Un’altra forma di esclusione e ostracismo nei confronti dei cristiani è praticata attraverso i social e i media, con la promozione di modelli di vita centrati sull’io, sull’autorealizzazione della persona tramite denaro, divertimento, consumi, gioco, rischio, sesso. L’attacco a valori cristiani come la sobrietà, la castità, l’altruismo, il perdono, la famiglia, la vita, anche quando non è esplicito, è pervasivo e potente, soprattutto su chi lo subisce, più in modo emotivo che razionale, durante il delicato processo di formazione della sua personalità.
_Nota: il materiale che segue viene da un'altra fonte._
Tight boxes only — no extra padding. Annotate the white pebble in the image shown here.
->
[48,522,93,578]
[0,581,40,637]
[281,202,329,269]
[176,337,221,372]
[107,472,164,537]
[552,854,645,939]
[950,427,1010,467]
I cristiani, oggi, sono perseguitati come e più di quanto non lo fossero nei primi secoli dopo Cristo. Non è un dato felice. Eppure, paradossalmente, è un bel segno, un segno di grande vitalità. Nonostante la crisi di fede, molto forte soprattutto in Europa e nelle Americhe, il Vangelo non ha perso sapore. I cristiani continuano a imitare il loro Maestro, abitando le periferie del mondo, in mezzo ai poveri, agli esclusi, ai marginali. Il Vangelo continua a dar fastidio agli Erodi e ai grandi sacerdoti del nostro tempo. Continua a contestare una logica politica ed economica che dimentica la dignità della persona, indipendentemente dalla sua cultura o stato sociale, una politica che preferisce investire in armi invece che su pace, salute ed educazione, un’economia che depreda il pianeta a vantaggio di pochi. «Fratelli tutti», ha scritto papa Francesco. Parole semplicissime, ovvie forse, ma non per tutti. Parole che portano al martirio.

Se da una parte la conta delle vittime, le terribili violenze, le umiliazioni sistematiche, gli imprigionamenti ingiustificati, la distruzione di chiese, il bavaglio all’informazione, spezzano il cuore, dall’altra lo rinvigoriscono, perché sono segni di quanto sia ancora viva e forte la buona notizia di Gesù. Se milioni di cristiani, ancora oggi, sono disponibili a pagare di persona per la fede, una fede che non chiama alla vendetta, che promuove il perdono, che ama i nemici, che fa crescere la vita, possiamo avere speranza.